Когда все закончилось и почти все разошлись, Григорьев столкнулся в дверях с Петровым: тот никак не мог уйти, все уходил и все возвращался, кружил на тридцати метрах, как раненый.
— А вы, вы, Григорьев, может, хоть вы мне скажете, что все это значит? Кому я что перешел? Неужели этому трухлявому Синичкину, неужели это он меня так красиво уделал?
— Как уделал? — спросил испуганный Григорьев. — Что вы говорите, Данила Иванович!
— Да ведь это же в анналы надо — из-за насморка на пенсию!
— Как из-за насморка? У вас же второй инфаркт!
— Да кто вам сказал?
— Не знаю, все говорили. Инфаркт, осложненный вирусной инфекцией, то есть гриппом, но вы скрываете из-за жены… — бормотал в растерянности Григорьев, сообразив наконец, что из отдела спровадили неподатливого человека. — Да зачем же вы… Согласились зачем? — воскликнул Григорьев, хватая Петрова за руку и даже непочтительно встряхивая.
— Да вот — согласился. Навязываться и цепляться не могу.
И Данила Иванович Петров отвернулся и пошел прочь, больше не оглядываясь. А Григорьев вдруг подумал, что все, кроме таких сыромятных дураков, как он, понимали, что никаких инфарктов у Петрова не бывало, слишком уж у всех затаенно поблескивали глаза да и весело всем было, дальше некуда.

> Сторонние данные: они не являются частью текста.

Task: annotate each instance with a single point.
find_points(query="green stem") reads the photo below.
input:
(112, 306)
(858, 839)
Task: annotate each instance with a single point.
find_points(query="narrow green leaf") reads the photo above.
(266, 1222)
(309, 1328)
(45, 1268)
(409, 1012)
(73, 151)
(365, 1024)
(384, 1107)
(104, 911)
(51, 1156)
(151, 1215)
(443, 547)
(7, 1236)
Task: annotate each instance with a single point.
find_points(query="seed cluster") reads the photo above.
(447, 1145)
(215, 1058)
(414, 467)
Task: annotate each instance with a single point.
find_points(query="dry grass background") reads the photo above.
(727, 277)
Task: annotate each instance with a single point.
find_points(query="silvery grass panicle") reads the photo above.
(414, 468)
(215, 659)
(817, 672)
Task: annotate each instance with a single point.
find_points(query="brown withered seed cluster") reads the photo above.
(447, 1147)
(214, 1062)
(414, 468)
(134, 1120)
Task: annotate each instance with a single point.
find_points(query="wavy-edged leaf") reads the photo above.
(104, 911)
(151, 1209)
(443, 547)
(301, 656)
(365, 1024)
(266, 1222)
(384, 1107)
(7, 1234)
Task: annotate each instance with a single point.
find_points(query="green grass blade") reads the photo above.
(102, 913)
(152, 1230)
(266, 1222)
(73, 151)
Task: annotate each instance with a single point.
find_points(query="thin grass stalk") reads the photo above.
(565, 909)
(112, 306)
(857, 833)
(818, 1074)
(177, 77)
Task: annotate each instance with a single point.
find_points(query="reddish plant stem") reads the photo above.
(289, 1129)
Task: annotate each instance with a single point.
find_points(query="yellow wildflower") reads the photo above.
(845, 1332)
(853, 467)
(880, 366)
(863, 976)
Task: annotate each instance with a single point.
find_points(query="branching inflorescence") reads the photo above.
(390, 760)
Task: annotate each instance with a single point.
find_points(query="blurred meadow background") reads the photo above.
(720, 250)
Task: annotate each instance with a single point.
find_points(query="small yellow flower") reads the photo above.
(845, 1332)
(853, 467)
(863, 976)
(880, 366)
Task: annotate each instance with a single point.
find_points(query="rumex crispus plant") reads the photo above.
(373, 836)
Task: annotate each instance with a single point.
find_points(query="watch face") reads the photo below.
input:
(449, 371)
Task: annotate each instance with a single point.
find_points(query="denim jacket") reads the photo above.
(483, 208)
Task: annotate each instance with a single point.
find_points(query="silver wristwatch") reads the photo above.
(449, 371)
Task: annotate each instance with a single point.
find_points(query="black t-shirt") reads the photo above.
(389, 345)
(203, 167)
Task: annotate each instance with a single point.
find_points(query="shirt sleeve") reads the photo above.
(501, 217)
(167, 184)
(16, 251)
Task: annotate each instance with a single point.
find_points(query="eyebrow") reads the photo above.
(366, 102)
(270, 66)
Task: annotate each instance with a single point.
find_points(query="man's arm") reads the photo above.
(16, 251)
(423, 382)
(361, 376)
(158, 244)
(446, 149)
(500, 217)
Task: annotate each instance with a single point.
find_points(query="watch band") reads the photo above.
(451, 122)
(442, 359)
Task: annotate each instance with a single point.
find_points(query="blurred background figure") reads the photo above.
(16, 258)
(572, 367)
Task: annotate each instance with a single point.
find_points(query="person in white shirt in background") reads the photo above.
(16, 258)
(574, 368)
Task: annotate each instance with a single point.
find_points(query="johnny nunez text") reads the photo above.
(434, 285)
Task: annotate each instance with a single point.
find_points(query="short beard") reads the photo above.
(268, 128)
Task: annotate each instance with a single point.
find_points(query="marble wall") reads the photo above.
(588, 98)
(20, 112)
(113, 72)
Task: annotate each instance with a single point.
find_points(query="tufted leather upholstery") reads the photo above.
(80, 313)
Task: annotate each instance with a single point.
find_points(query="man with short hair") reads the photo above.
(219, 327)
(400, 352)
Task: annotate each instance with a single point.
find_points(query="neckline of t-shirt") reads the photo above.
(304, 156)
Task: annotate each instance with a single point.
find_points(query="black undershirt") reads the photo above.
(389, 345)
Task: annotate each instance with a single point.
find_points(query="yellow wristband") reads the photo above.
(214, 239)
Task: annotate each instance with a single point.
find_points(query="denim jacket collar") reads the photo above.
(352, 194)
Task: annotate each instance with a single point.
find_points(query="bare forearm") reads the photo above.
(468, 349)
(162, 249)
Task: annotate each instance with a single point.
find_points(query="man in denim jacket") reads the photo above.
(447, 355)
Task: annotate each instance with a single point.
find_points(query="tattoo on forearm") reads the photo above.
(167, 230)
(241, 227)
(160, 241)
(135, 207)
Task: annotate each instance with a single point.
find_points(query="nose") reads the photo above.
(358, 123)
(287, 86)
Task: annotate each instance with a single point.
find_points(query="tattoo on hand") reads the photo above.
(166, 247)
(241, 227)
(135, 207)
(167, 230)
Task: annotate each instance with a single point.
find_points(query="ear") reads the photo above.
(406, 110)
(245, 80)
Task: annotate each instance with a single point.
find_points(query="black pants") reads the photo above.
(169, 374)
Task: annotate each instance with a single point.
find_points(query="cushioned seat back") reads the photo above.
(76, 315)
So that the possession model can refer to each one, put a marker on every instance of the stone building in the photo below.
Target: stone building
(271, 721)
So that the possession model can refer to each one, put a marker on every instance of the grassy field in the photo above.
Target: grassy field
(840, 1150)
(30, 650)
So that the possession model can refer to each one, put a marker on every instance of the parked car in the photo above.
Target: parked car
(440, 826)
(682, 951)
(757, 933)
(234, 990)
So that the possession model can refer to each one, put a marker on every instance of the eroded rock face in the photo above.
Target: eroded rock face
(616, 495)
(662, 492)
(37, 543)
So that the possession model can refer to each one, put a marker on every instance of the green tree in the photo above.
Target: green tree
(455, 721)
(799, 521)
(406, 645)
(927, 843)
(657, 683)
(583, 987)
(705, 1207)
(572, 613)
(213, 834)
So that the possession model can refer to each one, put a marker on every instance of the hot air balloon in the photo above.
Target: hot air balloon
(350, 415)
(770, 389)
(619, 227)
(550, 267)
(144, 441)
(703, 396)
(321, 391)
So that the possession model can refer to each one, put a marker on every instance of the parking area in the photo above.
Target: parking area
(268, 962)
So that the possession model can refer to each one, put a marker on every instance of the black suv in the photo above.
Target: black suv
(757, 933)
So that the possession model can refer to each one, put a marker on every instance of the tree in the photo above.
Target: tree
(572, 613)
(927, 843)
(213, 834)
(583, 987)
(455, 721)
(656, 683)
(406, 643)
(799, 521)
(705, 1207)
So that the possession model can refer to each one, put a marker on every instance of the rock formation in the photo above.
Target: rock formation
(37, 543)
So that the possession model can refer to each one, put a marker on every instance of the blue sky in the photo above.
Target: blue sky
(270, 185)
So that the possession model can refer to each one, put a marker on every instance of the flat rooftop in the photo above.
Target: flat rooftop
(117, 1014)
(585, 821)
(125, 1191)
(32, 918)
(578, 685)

После этой истории и открылось у Григорьева второе зрение. Одним он видел симпатичных, красивых, неглупых, общественно полезных людей, а другое непрошенно выявляло, как костяк через мягкий покров тканей, прицельную расчетливость, бесстыдное жонглирование любыми понятиями и приводящее в изумление отсутствие нравственных преград. Все оказывалось можно: слегка исказить истину, походя сообщить о близком знакомом, что он берет взятки или ворует — иначе откуда же, скажите на милость, машина у него и норковая шуба у жены? (А и в самом деле — откуда?!) Можно было без всякого гнева сказать о приятеле, что его, подлеца, содержит престарелая любовница, и через пять минут обниматься с ним и просить взаймы десятку. И ввергало Григорьева в затяжной столбняк не то, что какой-то человек явный подлец и вор, а то, что другие люди, вслух признающие это и как бы порицающие, отнюдь на самом деле против этого не восстают, душевно общаются с вором, пьют у него, ездят на рыбалку и даже роднятся, что исключает теоретически допускаемое в каких-то, предположим, целях притворство. То есть, считая себя вполне честными и добропорядочными гражданами, они такими же гражданами считают и подлеца или любовника на содержании. Тут же у Григорьева все мешалось, крутилось и становилось выше его понимания. Под конец ему даже стало казаться, что всегда отвергаемые моралью поступки по какой-то причине выпали из категории, подчиненной нравственности, а встали в ряд чисто определительных признаков: блондинистый, кучерявый, подлый, с прямым носом, подхалим, прихрамывает, продаст и купит…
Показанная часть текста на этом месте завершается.